The market is not confined entirely to the square. On its greater days, when many loads of wood and hay crowd one side of it, it overflows into the streets. Around a floral fountain may be found butter, eggs, and cheese—oh, especially cheese, the cheese of Gruyère, with every size and pattern of holes, in any quantity, cut and weighed by a handsome apple-faced woman who seems the living embodiment of the cheese industry. I have heard it said—this was in America—that the one thing not to be obtained in Switzerland is Swiss cheese. The person who conceived that smartness belongs with the one who invented the "intelligence" epigram.

On the market days before Christmas our square had a different look. The little displays were full of greenery, and in the center of the market place there had sprung up a forest of Christmas trees. They were not in heaps, lying flat; but each, mounted on a neat tripod stand, stood upright, as if planted there. They made a veritable Santa Claus forest, and the gayly dressed young people walking among them, looking and selecting, added to this pretty sight.

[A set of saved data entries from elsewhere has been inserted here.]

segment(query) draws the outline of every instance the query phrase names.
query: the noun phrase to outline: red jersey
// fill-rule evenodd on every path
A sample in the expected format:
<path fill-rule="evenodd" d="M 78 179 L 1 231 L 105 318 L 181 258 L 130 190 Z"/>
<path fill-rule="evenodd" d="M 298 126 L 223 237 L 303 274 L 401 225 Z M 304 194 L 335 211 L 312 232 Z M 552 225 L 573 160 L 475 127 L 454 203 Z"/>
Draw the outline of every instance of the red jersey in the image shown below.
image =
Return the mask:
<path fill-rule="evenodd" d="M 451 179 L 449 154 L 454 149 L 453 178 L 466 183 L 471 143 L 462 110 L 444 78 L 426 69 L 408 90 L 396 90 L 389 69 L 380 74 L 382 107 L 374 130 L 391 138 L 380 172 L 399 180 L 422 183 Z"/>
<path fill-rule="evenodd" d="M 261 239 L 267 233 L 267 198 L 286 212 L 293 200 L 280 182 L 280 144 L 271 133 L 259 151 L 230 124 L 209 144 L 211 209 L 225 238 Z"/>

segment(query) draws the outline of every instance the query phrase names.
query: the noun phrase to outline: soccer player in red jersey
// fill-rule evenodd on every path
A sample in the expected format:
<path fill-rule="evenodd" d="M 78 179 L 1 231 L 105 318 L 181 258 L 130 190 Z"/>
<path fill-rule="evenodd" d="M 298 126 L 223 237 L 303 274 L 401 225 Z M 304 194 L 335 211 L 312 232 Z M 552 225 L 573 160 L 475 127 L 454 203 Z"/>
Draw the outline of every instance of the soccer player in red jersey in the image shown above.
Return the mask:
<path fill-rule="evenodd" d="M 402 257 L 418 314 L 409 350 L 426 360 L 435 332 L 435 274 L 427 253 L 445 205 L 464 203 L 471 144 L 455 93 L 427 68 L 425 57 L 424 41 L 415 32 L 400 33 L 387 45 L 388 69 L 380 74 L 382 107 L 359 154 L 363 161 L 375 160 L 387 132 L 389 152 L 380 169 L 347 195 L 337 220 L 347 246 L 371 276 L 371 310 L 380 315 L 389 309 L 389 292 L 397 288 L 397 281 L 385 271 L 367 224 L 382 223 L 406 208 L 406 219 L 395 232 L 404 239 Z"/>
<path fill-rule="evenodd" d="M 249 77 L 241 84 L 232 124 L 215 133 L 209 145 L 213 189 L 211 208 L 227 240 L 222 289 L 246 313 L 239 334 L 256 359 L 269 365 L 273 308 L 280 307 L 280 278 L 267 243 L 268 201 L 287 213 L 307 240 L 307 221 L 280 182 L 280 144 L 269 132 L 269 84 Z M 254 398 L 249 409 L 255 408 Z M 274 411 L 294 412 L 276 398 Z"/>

The Swiss make much of Christmas. Their shop windows are overflowing with decorations and attractive things. Vevey is "Chocolate Town." Most of the great chocolate factories of Europe are there, and at all holiday seasons the grocery and confectionary windows bear special evidence of this industry. Chocolate Santa Clauses—very large—chickens, rabbits, and the like—life size; also trees, groups, set pieces, ornaments—the windows are wildernesses of the rich brown confection, all so skillfully modeled and arranged.